Additionally, in the ITT population, data showed that the median OS was not reached in the bemarituzumab arm versus 12.9 months in the placebo arm (HR, 0.58; 95% CI, 0.35-0.95; P = .0268). The 1-year OS rates were 65.3% and 56.9%, respectively.
Similar to the PFS trends, the OS benefit with bemarituzumab increased with higher levels of FGFR2b overexpression. In the IHC 2+/3+ in at least 5% of the sample, the median OS was not reached with bemarituzumab versus 12.5 months with the placebo arm (HR, 0.52; 95% CI, 0.30-0.91). The 1-year OS rates were 67.9% and 55.5%, respectively.

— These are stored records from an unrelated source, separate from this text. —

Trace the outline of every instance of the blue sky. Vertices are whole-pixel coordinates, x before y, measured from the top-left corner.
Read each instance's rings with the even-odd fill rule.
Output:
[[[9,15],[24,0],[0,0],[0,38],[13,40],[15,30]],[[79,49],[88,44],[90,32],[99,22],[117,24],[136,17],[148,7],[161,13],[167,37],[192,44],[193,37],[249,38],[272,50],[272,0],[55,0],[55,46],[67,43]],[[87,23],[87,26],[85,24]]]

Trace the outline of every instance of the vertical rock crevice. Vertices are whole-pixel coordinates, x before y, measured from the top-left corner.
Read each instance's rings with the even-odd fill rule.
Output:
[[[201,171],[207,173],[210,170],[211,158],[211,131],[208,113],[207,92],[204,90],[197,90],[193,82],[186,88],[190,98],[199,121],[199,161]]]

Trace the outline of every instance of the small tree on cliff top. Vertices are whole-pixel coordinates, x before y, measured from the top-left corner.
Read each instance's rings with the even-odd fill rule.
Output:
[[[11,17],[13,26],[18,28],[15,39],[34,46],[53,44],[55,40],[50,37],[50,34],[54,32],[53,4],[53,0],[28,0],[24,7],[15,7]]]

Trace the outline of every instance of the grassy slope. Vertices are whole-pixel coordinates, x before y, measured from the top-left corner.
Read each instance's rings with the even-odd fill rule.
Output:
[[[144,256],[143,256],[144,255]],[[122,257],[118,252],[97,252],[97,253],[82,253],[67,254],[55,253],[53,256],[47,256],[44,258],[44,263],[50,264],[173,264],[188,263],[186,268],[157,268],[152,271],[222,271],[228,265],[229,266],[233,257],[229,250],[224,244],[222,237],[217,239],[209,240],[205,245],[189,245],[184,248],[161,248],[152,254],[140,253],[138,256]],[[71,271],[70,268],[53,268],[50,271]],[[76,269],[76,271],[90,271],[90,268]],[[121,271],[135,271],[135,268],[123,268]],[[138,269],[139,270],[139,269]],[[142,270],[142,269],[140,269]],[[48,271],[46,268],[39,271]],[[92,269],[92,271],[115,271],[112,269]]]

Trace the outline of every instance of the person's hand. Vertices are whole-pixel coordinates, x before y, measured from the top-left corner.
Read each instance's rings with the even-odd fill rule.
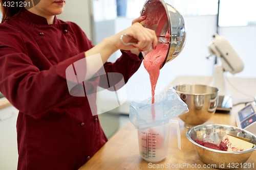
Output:
[[[109,37],[109,40],[117,50],[131,50],[138,48],[140,51],[143,51],[148,50],[151,46],[155,49],[158,40],[155,31],[144,28],[139,23],[145,20],[145,18],[146,16],[140,16],[134,19],[132,26]],[[135,44],[130,45],[123,44],[120,38],[124,34],[129,36],[123,37],[123,40],[125,43],[134,42]]]

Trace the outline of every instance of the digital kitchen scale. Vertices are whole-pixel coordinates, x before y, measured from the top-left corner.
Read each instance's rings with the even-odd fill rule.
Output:
[[[256,135],[256,103],[247,104],[236,114],[237,126]]]

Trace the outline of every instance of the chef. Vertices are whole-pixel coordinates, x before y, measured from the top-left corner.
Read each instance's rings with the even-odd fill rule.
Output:
[[[140,16],[94,46],[75,23],[57,19],[66,1],[41,0],[27,10],[0,0],[0,91],[19,111],[18,169],[77,169],[107,141],[88,98],[70,94],[69,65],[100,54],[105,72],[121,74],[126,83],[141,63],[139,51],[157,45],[155,32],[138,23],[146,18]],[[137,43],[123,45],[124,34],[130,37],[124,40]],[[121,56],[107,62],[118,50]],[[96,78],[91,84],[97,87],[99,81]]]

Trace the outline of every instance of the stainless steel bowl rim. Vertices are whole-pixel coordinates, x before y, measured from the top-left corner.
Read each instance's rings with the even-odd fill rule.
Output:
[[[254,151],[256,150],[256,146],[255,146],[254,147],[252,148],[252,149],[250,149],[249,150],[246,150],[246,151],[243,151],[230,152],[230,151],[219,151],[219,150],[215,150],[215,149],[210,149],[210,148],[204,147],[203,145],[201,145],[201,144],[199,144],[197,143],[195,141],[194,141],[193,140],[192,140],[192,139],[190,137],[190,136],[188,135],[188,134],[191,131],[191,130],[193,129],[194,129],[195,128],[196,128],[196,127],[200,127],[200,126],[207,126],[207,125],[211,125],[211,126],[215,126],[215,126],[223,126],[223,127],[230,127],[230,128],[238,129],[239,129],[239,130],[243,130],[245,132],[249,134],[250,135],[251,135],[252,136],[254,136],[256,138],[256,136],[254,134],[253,134],[253,133],[251,133],[251,132],[250,132],[249,131],[247,131],[246,130],[244,130],[244,129],[241,129],[241,128],[238,128],[238,127],[234,127],[234,126],[229,126],[229,125],[221,125],[221,124],[203,124],[203,125],[200,125],[196,126],[194,126],[194,127],[193,127],[189,128],[189,129],[188,129],[187,130],[187,131],[186,132],[186,136],[187,139],[192,143],[195,144],[195,145],[196,145],[198,147],[202,148],[203,148],[204,149],[206,149],[206,150],[208,150],[208,151],[212,151],[212,152],[215,152],[221,153],[223,153],[223,154],[244,154],[244,153],[246,153],[251,152],[252,152],[252,151]]]
[[[182,85],[200,85],[200,86],[208,86],[208,87],[212,87],[212,88],[216,88],[217,89],[217,91],[213,92],[213,93],[195,93],[195,94],[191,94],[191,93],[187,93],[187,92],[182,92],[182,91],[179,91],[179,90],[176,90],[176,89],[175,89],[175,91],[177,91],[177,92],[178,92],[179,93],[182,93],[182,94],[184,94],[195,95],[214,94],[215,94],[215,93],[218,92],[219,91],[220,91],[220,90],[219,89],[219,88],[217,88],[216,87],[214,87],[214,86],[209,86],[209,85],[205,85],[205,84],[195,84],[195,83],[179,84],[179,85],[173,86],[172,87],[171,87],[171,88],[174,88],[173,87],[175,87],[175,86],[182,86]]]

In the IHC 2+/3+ in at least 10% of the sample, the median OS was not reached compared with 11.1 months with bemarituzumab and the placebo arms, respectively (HR, 0.41; 95% CI, 0.22-0.79).
The ORR in the ITT population was 47% with the combination and 33% with placebo/mFOLFOX6. For patients who had measurable disease at baseline, the ORRs were 53% and 40%, respectively, with a best change in tumor size at –41.7% and –29.9%, respectively. The median time to response was 1.84 months with bemarituzumab and 1.67 months with placebo/mFOLFOX6, and the median duration of response was 12.2 months and 7.1 months, respectively.
Regarding safety, grade 3 or higher adverse events (AEs) were observed in 82.9% of patients on bemarituzumab versus 74.0% of those on the placebo/mFOLFOX6 arm; the 2 most prominent increases in grade 3 or higher AEs with bemarituzumab included stomatitis (9.2% vs 1.3% with placebo) and dry eye (2.6% vs 0%, respectively). Grade 5 AEs occurred in 5 and 4 patients, respectively. Serious AEs occurred in 31.6% of bemarituzumab-treated patients and in 36.4% of patients on the placebo arm. AEs that led to mFOLFOX6 discontinuation occurred in 46.1% and 36.4% of patients on bemarituzumab/mFOLFOX6 and placebo/mFOLFOX6, respectively; these rates were 34.2% and 5.2% for bemarituzumab and placebo discontinuation, respectively. The duration of exposure to mFOLFOX6 was similar across the bemarituzumab (29.80 weeks) and placebo arms (26.47 weeks).
Corneal-related toxicities tend to be associated with FGFR inhibitors, Wainberg explained. All-grade and grade 3 or higher corneal-related AEs occurred in 67.1% and 23.7% of bemarituzumab-treated patients versus 10.4% and 0% of those on placebo/mFOLFOX6, respectively. The mean time to onset, of any grade, was 16.1 weeks on bemarituzumab/mFOLFOX6 and 11.6 weeks on placebo. Twenty patients discontinued bemarituzumab treatment due to corneal AEs, and 12 AEs did resolve with a median time to resolution of 27.0 weeks.
“The FIGHT trial results support a prospective randomized phase 3 study in gastric/gastroesophageal adenocarcinoma, and the evaluation of bemarituzumab in other FGFR2b-positive tumor types,” Wainberg concluded.